Choosing A Business Location
Part 8 of Acey Gaspard’s Guide to Starting a Small Business
If your business requires you to interact with customers or clients, then your business location is of great importance. On the other hand, if your business is 100% online and requires no customer or supplier interaction, then location doesn’t come into play as it does in the brick-and-mortar world.
James was a wizard at working with computers. He was passionate, and he loved what he did. He decided to open his own computer repair shop.
The problem was that James lived 30 miles from the nearest major city. He was out in the country, and although he had a good reputation and was good at repairing computers, his business was too far away for most people to bring their computers in for repair.
James thought that people would come to him because he was so good at repairing computers, even though they’d have to drive over an hour to reach him.

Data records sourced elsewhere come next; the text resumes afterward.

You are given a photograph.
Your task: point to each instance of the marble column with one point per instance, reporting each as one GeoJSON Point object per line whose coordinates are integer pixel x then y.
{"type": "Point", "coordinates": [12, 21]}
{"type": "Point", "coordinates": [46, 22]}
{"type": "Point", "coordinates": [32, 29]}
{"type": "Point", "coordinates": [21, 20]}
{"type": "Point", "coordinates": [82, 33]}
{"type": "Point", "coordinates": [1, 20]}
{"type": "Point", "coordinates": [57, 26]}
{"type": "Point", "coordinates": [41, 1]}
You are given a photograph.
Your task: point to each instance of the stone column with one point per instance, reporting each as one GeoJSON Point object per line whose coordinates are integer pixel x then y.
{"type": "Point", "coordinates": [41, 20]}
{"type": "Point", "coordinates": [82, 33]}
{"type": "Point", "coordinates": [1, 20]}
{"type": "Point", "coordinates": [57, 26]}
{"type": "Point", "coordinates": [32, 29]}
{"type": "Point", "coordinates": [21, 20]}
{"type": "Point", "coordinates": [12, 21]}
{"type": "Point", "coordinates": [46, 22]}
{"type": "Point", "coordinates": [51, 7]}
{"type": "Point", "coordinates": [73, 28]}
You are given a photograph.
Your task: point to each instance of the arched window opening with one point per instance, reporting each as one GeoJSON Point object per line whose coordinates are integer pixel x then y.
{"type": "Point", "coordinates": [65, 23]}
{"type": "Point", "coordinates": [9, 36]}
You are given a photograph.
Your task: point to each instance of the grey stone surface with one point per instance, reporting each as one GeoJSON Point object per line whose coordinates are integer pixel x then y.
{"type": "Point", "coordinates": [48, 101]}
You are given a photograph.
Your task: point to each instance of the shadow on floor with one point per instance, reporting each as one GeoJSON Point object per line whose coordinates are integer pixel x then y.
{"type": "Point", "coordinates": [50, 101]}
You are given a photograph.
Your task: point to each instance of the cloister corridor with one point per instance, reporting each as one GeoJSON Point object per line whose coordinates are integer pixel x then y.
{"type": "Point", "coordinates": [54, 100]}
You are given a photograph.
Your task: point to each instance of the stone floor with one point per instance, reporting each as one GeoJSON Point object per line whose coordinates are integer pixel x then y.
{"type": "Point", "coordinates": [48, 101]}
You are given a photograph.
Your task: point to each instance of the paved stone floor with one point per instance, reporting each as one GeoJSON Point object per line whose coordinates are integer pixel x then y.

He was wrong: people won’t go out of their way unless they absolutely have to. If James is the only one who can repair specific computers, then I’m sure some customers would drive to his location, but even if James is good and can capture a tiny part of the market, he’s still missing out on it a large volume of business.
Whether you’re buying an existing business or planning to create your own, it’s essential to take time to consider the location.
Making Location a Priority
Consider a hairstylist business located in a high-traffic shopping mall, and consider the same business located on a county road, five miles from the city. Which location do you think would do better?
With a lot more traffic, you can afford to make more mistakes and correct them, because you could try out new ideas, new promotions, and new sales techniques. With low traffic, you don’t have much room for mistakes; you have to make each sale count.
The main reason people start off or operate their businesses at a less than optimal location is because of the cost. Everything comes with a price.
It may seem like it costs a lot to start off in an excellent location, but it’s worth considering. It’s easier to start off in a good area and build from that point than to start off with a poor location and then move once you’re successful.
If you have any choice in the location of your business, choose the best one, and cut costs in other, less critical areas.
Another issue to consider about the location is that if you build your business in a good location, the value of your business will increase with your success.
Action Steps to Choose the Best Location for Your Business
- Evaluate if the business you want to be in or want to have is dependent on “walk-in traffic.” If so, then a better location, even if it is more expensive, is worthwhile.
- Calculate how much more money is required to pay for the better location. Calculate whether the expected sales or profits will be enough to justify the more expensive location.
Important Points to Choose the Best Location for Your Business
- A high-traffic location is best for businesses that thrive on walk-in sales.
- A costly location “pays for itself” if it ensures higher sales.
- You can cut on other areas of your business to afford a more expensive location.
- Even if a location is more expensive, its resale value will increase as your business becomes more successful.